We recently caught up with Craig Easley, president of the Carrier Ethernet Academy and board member of the MEF, at CTIA 2010 in Las Vegas. Craig was at the conference to provide training for Ethernet mobile backhaul operators’ engineering staff as they prepared to roll-out large-scale 3G & LTE services (watch a video replay of this 30 minute class). One focus of the session was the challenges providers face when implementing Y.1731 Service Operations, Administration & Maintenance (SOAM) to monitor and manage Quality of Service (QoS) in these performance-critical, all-packet backhaul networks. Following is a short dialog between Craig and Patrick Ostiguy, President & CEO of Accedian Networks, who provide service assurance equipment to leading backhaul deployments to both mobile operators and wholesale backhaul providers.

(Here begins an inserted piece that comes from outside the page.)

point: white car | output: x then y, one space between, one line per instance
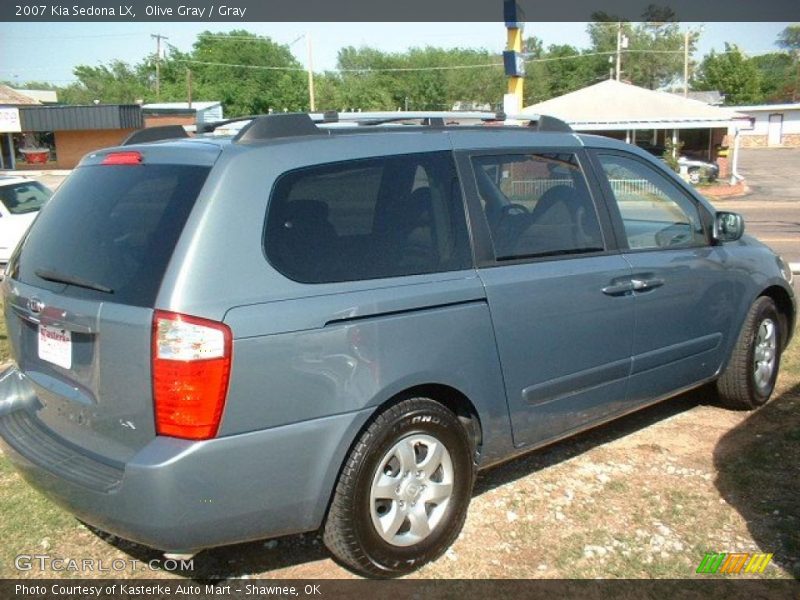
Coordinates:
20 201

[CE] Craig Easley, President, Carrier Ethernet Academy
[PO] Patrick Ostiguy, President & CEO, Accedian Networks
[CE] If you received a new software release from your favorite switch vendor that supports this connectivity check messages (CCM), they can be configured just to run end-to-end and so you have only two points in the network actually sending and receiving the CCMs, or you can configure them to be processed by each inner management entity as well to provide complete path-performance information.

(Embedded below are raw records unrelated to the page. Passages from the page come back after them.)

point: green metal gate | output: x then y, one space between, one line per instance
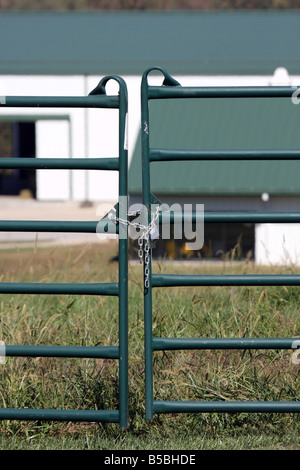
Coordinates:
172 89
96 99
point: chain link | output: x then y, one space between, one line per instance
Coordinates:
143 240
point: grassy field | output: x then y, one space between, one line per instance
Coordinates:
180 375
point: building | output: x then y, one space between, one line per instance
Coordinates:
67 53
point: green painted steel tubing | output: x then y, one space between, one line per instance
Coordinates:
231 217
164 344
60 163
58 226
96 352
111 416
226 407
172 155
167 92
172 280
95 101
59 288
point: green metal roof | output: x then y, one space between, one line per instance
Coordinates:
221 124
128 42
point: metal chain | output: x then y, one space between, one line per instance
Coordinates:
143 240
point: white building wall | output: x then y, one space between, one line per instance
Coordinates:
94 133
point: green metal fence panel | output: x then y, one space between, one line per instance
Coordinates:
171 89
96 99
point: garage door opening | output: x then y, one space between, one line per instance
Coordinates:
17 140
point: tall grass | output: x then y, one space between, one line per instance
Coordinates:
178 375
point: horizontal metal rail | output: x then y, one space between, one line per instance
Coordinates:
60 163
167 92
160 155
164 344
230 217
226 406
103 226
171 89
111 416
90 101
96 352
108 288
172 280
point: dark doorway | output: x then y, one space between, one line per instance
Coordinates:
18 140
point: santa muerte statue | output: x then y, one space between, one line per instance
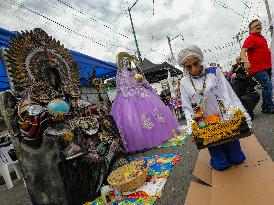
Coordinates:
66 147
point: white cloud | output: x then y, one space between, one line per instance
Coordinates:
106 22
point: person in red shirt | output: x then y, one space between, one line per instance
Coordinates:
257 60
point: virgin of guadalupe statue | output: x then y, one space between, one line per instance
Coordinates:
143 120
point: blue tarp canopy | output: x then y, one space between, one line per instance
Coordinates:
85 64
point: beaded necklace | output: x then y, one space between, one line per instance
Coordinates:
201 92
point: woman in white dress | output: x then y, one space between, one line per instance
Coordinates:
210 85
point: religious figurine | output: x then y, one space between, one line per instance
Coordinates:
66 147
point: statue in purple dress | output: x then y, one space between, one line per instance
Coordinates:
143 120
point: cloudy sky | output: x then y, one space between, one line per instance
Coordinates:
102 28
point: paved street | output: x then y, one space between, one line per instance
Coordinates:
176 187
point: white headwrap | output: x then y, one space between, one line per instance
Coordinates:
190 51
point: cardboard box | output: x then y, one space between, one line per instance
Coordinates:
251 183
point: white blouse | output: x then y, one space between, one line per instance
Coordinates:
216 86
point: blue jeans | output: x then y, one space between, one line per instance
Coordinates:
264 78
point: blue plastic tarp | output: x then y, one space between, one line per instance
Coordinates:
85 64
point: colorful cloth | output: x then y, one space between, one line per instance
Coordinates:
160 167
175 141
144 121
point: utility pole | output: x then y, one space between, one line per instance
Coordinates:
269 16
133 31
169 44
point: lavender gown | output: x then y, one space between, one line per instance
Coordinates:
144 121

If you do that at a high enough level of granularity, it’s possible to actually flood the processing of the equipment that’s in the middle in such a way that you get a false positive that you have a problem. Your data traffic isn’t being processed and handled by every one of those interim points, but the connectivity check messages are. They are being read and time-stamped and then forwarded along. And if an intermediate switch is overrun with time-stamping of connectivity check messages, the accuracy will be off and the operator might think there’s a latency problem – when in fact the end-to-end latency of the actual data itself is within spec.
[PO] The sheer amount of OEM sessions that Mobile backhaul is faced with when implementing these standards is creating this very interesting challenge right now. These providers deliver 3 to 4 classes of service per tower and also want to have an OAM Performance Monitoring (PM) session for each of those classes in addition to a CCM continuity check message session going to each of those towers every second.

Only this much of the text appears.